Title: The Wine and the Flowers
Post by Pete Atkin on Today at 17:57
Well, as reported in the Gigs strand, Sarah Moule's if I may say so truly terrific new CD is out now and readily available from www.redramrecords.co.uk.  It has at least a couple of tracks of special interest to members of this parish.  Those familiar with the Midnight Voices CD will also have the chance to reacquaint themselves with some other friends.  But I presumptuously thought that Sarah's exquisite version of The Flowers and the Wine might need a thread of its own.

To quote from the other strand (saving you the bother of seeking it out), Jan said that


Quote:
".....Another night you've been to visit me and him comes to an end."   You wondered how this was going to work. It did work beautifully, turning the song inside out and adding a whole load of possible new interpretations. Leslie has just mentioned one possibility. I would suggest another, the partner's friend, invited initially because he's lonely, new to the area, ...
 


And Kevin said


Quote:
While I agree that Sarah's version of The Flowers and The Wine is very fine indeed, I have to say the version as written contains within it a few more interesting possibilities than the amended version does.  For example, there is the possibility that the whole affair is in the mind of the speaker, that he thinks that the lady in question is arranging tête-à-têtes, when in fact she merely trying to keep a friendship going.  There is also the possibility that she is something of a femme fatale who enjoys having more than one admirer at a time.   Both of those interpretations, and indeed others that suggest themselves, make the protagonist a more interesting - not to say more disturbing - character than he is in the revision.  


I think that the idea of the whole affair being in the mind of the speaker could still apply in the switched version, couldn't it?   The femme fatale idea, too, might be said to have an equivalent in the character of the male visitor.  But some may remember a whole range of possible interpretations that were discussed in the old days of the e-mail MV list.  Who knows how many new ones may apply now?

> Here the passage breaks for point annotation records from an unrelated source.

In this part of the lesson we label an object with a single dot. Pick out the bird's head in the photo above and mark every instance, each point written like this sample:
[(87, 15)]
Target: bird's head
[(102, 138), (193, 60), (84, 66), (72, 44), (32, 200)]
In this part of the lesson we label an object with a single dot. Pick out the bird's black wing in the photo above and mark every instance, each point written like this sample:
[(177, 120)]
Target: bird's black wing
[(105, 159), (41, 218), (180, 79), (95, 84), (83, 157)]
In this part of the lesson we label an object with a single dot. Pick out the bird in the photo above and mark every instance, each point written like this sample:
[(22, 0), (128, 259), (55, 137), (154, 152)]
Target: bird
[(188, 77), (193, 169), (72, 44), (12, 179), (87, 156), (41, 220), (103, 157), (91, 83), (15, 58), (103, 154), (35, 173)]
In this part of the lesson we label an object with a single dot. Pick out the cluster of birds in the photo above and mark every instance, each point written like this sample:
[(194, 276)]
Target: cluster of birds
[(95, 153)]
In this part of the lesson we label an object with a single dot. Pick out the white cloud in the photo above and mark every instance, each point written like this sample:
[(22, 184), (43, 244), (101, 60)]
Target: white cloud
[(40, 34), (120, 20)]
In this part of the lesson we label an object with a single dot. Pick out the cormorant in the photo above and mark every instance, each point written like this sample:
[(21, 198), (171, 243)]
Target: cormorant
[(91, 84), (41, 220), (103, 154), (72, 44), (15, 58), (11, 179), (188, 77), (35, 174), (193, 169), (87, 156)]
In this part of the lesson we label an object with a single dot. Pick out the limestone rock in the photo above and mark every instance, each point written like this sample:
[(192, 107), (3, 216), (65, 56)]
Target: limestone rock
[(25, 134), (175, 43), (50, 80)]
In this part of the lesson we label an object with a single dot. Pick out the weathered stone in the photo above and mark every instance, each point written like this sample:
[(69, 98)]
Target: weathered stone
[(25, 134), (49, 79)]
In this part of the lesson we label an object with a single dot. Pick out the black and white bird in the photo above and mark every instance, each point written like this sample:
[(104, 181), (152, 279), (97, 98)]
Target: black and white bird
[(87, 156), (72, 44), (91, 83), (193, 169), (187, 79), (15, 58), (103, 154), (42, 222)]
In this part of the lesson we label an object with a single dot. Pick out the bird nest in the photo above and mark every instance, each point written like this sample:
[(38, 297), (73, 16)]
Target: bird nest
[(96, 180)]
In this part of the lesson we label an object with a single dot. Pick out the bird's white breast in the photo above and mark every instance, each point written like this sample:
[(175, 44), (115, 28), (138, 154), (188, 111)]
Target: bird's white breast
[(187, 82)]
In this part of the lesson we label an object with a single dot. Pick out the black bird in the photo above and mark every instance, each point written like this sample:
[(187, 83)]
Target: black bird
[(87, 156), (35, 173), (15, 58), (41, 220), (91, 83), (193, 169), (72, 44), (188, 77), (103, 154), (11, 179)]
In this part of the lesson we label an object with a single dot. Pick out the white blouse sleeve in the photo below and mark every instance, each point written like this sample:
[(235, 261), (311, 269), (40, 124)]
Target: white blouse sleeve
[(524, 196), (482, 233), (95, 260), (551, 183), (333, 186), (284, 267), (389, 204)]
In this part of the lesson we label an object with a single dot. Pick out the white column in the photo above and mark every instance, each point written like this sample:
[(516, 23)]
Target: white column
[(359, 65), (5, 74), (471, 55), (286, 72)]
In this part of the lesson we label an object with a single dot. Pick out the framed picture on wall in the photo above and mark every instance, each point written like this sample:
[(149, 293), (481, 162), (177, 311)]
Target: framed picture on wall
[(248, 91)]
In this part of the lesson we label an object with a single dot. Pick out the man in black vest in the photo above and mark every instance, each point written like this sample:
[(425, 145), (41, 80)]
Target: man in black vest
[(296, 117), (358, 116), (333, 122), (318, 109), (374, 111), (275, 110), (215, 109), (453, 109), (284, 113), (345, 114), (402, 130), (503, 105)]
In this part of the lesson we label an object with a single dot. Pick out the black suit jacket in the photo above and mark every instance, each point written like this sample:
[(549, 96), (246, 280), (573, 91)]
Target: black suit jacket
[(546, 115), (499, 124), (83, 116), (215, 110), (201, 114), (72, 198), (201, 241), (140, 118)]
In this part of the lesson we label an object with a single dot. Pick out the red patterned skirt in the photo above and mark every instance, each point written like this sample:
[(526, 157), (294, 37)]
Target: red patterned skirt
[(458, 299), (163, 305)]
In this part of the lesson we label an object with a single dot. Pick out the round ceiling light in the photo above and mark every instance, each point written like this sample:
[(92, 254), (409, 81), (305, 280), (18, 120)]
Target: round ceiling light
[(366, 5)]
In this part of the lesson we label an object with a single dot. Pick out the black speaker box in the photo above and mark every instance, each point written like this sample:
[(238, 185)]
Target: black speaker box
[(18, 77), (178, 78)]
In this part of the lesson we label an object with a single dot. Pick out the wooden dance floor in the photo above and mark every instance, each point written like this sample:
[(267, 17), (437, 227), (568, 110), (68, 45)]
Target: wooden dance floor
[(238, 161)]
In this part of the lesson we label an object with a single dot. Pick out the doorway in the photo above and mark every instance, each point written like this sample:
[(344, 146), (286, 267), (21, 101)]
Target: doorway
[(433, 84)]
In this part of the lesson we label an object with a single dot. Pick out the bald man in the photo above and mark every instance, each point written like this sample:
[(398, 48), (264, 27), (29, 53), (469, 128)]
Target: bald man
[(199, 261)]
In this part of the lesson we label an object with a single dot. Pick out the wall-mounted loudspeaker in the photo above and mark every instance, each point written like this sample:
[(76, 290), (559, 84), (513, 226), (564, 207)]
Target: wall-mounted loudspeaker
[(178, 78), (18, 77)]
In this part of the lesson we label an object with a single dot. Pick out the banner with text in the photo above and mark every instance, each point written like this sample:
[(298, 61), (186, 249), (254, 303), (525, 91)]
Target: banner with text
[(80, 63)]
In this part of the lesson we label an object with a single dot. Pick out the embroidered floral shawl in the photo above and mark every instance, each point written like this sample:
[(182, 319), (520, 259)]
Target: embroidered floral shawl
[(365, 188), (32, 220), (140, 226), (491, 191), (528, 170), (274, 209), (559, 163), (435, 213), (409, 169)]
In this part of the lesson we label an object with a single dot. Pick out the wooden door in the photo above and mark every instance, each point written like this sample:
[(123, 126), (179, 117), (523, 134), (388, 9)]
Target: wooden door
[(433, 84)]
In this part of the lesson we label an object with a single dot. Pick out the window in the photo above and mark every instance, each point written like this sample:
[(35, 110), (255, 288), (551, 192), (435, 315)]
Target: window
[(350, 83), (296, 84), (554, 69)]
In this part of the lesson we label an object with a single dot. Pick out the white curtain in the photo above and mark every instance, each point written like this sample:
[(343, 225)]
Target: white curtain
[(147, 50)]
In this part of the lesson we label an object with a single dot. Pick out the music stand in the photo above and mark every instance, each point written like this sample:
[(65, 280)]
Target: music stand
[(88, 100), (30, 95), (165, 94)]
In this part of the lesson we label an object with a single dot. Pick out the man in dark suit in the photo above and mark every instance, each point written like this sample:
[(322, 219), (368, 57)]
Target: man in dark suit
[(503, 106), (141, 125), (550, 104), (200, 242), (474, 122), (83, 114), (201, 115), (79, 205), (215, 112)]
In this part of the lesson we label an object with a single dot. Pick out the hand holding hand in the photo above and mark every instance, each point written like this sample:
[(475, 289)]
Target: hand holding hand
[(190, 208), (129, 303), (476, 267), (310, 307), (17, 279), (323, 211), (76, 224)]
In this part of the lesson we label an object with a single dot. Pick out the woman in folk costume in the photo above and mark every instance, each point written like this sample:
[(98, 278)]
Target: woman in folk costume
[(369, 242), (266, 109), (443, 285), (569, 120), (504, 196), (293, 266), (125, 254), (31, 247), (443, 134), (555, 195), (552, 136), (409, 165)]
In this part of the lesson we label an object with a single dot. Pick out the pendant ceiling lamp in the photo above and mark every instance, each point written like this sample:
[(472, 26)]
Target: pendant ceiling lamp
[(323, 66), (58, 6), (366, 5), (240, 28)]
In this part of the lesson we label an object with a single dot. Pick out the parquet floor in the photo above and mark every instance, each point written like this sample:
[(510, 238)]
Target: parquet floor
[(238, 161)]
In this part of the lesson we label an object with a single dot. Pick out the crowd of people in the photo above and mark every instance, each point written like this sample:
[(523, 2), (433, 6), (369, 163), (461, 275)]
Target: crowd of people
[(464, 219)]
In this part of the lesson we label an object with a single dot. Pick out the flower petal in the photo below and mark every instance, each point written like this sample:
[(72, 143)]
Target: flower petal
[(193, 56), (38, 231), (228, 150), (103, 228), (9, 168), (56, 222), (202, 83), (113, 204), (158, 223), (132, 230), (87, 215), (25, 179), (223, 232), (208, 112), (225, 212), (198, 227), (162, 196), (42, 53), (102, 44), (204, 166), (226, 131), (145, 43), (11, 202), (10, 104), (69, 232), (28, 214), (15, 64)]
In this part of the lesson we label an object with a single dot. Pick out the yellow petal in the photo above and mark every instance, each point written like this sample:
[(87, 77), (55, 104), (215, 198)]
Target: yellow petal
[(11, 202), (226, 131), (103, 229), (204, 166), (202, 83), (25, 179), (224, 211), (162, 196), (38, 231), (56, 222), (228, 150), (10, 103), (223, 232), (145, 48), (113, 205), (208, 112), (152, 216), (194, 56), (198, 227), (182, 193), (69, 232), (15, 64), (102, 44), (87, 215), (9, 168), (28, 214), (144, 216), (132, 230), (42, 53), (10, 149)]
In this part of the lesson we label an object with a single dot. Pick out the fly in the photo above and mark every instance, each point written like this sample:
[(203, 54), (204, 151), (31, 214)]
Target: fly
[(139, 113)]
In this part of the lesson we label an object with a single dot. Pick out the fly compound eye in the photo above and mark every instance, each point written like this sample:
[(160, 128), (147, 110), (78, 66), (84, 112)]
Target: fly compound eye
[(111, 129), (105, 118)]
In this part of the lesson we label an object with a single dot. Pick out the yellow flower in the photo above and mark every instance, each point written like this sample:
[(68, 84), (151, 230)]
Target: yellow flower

The business of switching genders is an interesting one.  I'm thinking most of Naomi's version of An Empty Table, where the only line that proved not to work from a female POV was "with your lovely shoulders bare."   But there were several songs on The Lakeside Sessions which were written as from a female POV, where I don't think I ever had to change more than the odd personal pronoun, and sometimes not even that.   However, the attitude might have been a giveaway here or there.  But then again, since no one ever commented - not here, at any rate - I guess the increased emotional liberation of these days meant I was covered.

Anyway, I'm just thrilled that Sarah wanted to do it.  Give it a listen, if you haven't already.

Title: Re: The Wine and the Flowers
Post by Richard Bleksley on Today at 20:54

on 04/27/08 at 17:57:07, Pete Atkin wrote :
But there were several songs on The Lakeside Sessions which were written as from a female POV, where I don't think I ever had to change more than the odd personal pronoun, and sometimes not even that.   However, the attitude might have been a giveaway here or there.  But then again, since no one ever commented - not here, at any rate - I guess the increased emotional liberation of these days meant I was covered.


As I mentioned on my "Nice little earner" post a little while back, Early Days has always struck me as pretty obviously a woman's song. but then, as a bit of a folkie (a musical world where the singing of gender-oppo songs has always been taken for granted) it never bothered me at all, nor seemed to call for any comment.